Whenever we're confronted by Jesus' true restorative authority,
we follow the pattern of the religious leaders sometimes.
We all find our ways of saying to Jesus,
I don't know.
We don't know.
Every time we respond to God's authority with, I don't know,
we demonstrate a refusal to trust in his reign,
and we stay stuck in the rundown of disobedience.
But here's the thing, whoever you are, whatever your life looks like today, this confrontation
with Jesus is not meant to condemn you.
It's meant to free you.
Remember what Alan Cole said.
The question of Jesus was not a trap.
It was yet another opportunity for them to realize and confess their blindness and to ask
for sight.
Every day of our lives, Jesus gives you and me an opportunity to realize and confess our blindness
and ask for sight.
an opportunity to stop going back and forth in the pickle of who we should trust with our lives.
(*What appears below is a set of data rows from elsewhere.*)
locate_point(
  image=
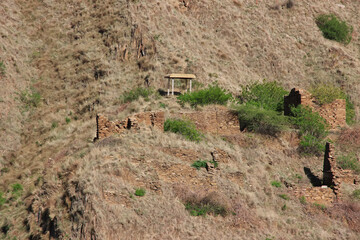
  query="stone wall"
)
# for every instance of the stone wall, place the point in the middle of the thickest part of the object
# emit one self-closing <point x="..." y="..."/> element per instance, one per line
<point x="318" y="195"/>
<point x="334" y="113"/>
<point x="219" y="120"/>
<point x="106" y="128"/>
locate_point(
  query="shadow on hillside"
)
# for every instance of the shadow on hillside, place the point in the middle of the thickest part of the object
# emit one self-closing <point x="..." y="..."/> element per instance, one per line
<point x="315" y="180"/>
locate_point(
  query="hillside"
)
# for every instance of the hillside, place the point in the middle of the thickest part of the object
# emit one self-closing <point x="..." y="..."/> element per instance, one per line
<point x="67" y="61"/>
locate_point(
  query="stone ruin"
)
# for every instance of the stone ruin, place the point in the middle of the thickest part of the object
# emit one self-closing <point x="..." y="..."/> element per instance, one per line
<point x="333" y="177"/>
<point x="334" y="113"/>
<point x="218" y="120"/>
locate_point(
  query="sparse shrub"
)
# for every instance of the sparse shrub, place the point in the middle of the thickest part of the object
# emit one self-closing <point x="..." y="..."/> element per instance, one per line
<point x="54" y="125"/>
<point x="30" y="98"/>
<point x="202" y="209"/>
<point x="261" y="120"/>
<point x="267" y="95"/>
<point x="284" y="196"/>
<point x="17" y="190"/>
<point x="2" y="199"/>
<point x="136" y="93"/>
<point x="199" y="164"/>
<point x="302" y="200"/>
<point x="355" y="194"/>
<point x="185" y="128"/>
<point x="349" y="162"/>
<point x="334" y="29"/>
<point x="276" y="184"/>
<point x="211" y="95"/>
<point x="140" y="192"/>
<point x="2" y="68"/>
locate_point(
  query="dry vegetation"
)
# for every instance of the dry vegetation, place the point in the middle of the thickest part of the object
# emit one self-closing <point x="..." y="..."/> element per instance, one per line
<point x="81" y="56"/>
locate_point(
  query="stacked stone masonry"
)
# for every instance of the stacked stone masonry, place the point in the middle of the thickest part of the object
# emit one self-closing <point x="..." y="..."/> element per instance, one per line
<point x="334" y="113"/>
<point x="218" y="121"/>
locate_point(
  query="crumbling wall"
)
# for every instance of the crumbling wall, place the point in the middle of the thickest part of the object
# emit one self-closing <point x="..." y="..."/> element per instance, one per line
<point x="334" y="113"/>
<point x="106" y="128"/>
<point x="220" y="120"/>
<point x="318" y="195"/>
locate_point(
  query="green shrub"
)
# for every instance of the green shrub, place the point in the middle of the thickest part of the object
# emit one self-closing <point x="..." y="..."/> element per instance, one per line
<point x="185" y="128"/>
<point x="349" y="162"/>
<point x="355" y="194"/>
<point x="202" y="164"/>
<point x="267" y="95"/>
<point x="202" y="209"/>
<point x="17" y="190"/>
<point x="2" y="199"/>
<point x="140" y="192"/>
<point x="327" y="93"/>
<point x="2" y="68"/>
<point x="211" y="95"/>
<point x="302" y="200"/>
<point x="261" y="120"/>
<point x="334" y="29"/>
<point x="136" y="93"/>
<point x="284" y="196"/>
<point x="199" y="164"/>
<point x="276" y="184"/>
<point x="30" y="98"/>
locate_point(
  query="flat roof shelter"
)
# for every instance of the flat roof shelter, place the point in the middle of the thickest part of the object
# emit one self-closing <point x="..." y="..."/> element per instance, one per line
<point x="174" y="76"/>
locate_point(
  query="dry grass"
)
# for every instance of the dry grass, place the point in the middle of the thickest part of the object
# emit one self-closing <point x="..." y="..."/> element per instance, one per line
<point x="79" y="69"/>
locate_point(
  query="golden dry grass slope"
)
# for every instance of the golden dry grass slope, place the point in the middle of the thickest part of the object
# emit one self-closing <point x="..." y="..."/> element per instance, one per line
<point x="81" y="56"/>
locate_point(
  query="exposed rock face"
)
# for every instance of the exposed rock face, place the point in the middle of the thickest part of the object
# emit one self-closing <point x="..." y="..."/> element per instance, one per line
<point x="334" y="113"/>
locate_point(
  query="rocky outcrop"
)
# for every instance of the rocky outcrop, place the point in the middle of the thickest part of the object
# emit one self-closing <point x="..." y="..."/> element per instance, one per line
<point x="334" y="113"/>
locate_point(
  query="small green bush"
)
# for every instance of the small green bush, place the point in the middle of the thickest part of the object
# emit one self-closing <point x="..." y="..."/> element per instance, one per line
<point x="349" y="162"/>
<point x="276" y="184"/>
<point x="202" y="209"/>
<point x="267" y="95"/>
<point x="140" y="192"/>
<point x="211" y="95"/>
<point x="261" y="120"/>
<point x="136" y="93"/>
<point x="2" y="199"/>
<point x="17" y="190"/>
<point x="302" y="200"/>
<point x="356" y="194"/>
<point x="185" y="128"/>
<point x="199" y="164"/>
<point x="284" y="196"/>
<point x="2" y="68"/>
<point x="30" y="98"/>
<point x="334" y="29"/>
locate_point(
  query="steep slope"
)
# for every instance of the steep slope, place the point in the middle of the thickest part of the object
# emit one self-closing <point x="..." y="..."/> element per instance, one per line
<point x="83" y="55"/>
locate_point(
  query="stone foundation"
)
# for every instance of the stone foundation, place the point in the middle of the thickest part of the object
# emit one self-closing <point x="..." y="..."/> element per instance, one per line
<point x="334" y="113"/>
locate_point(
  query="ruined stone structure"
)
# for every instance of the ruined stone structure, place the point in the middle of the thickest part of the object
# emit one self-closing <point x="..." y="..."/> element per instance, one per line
<point x="318" y="195"/>
<point x="106" y="128"/>
<point x="334" y="113"/>
<point x="219" y="121"/>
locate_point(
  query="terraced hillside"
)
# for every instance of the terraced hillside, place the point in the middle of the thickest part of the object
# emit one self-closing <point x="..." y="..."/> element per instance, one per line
<point x="63" y="62"/>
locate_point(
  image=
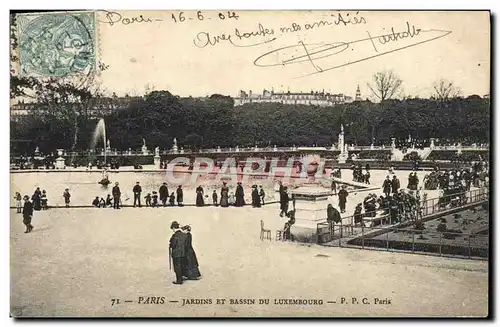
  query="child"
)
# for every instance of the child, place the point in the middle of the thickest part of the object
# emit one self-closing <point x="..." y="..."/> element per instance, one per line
<point x="171" y="200"/>
<point x="19" y="205"/>
<point x="214" y="198"/>
<point x="262" y="194"/>
<point x="155" y="199"/>
<point x="44" y="200"/>
<point x="148" y="200"/>
<point x="66" y="197"/>
<point x="108" y="201"/>
<point x="95" y="203"/>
The only way out of the rundown of sin is to look to Jesus, to repent, to change direction,
and run to him as the one who has the authority to change and renew our lives.
So think about your life.
How is this passage stirring your heart and your mind to look to Jesus in a new way today?
How do you see your own need to trust in his authority that guides your life and renewing?
your life. Turning to him in repentance is a gift that takes us out of the rundown of sin and puts
us into a life of freedom and flourishing. That's the life we were made for, an authentic life
with the author of life who loves us. Father, help us see your authority as the one who made
all things and is making all things new. Jesus help us trust in your authority as the one who not
only guides our lives with your word, but renews our lives through your death and your resurrection.
Holy Spirit, would you draw us out of the trap of sin and draw us nearer to you as we turn to you
together as a community of faith? We pray all of this because of your grace, for your glory
in your story. In Jesus' name, amen.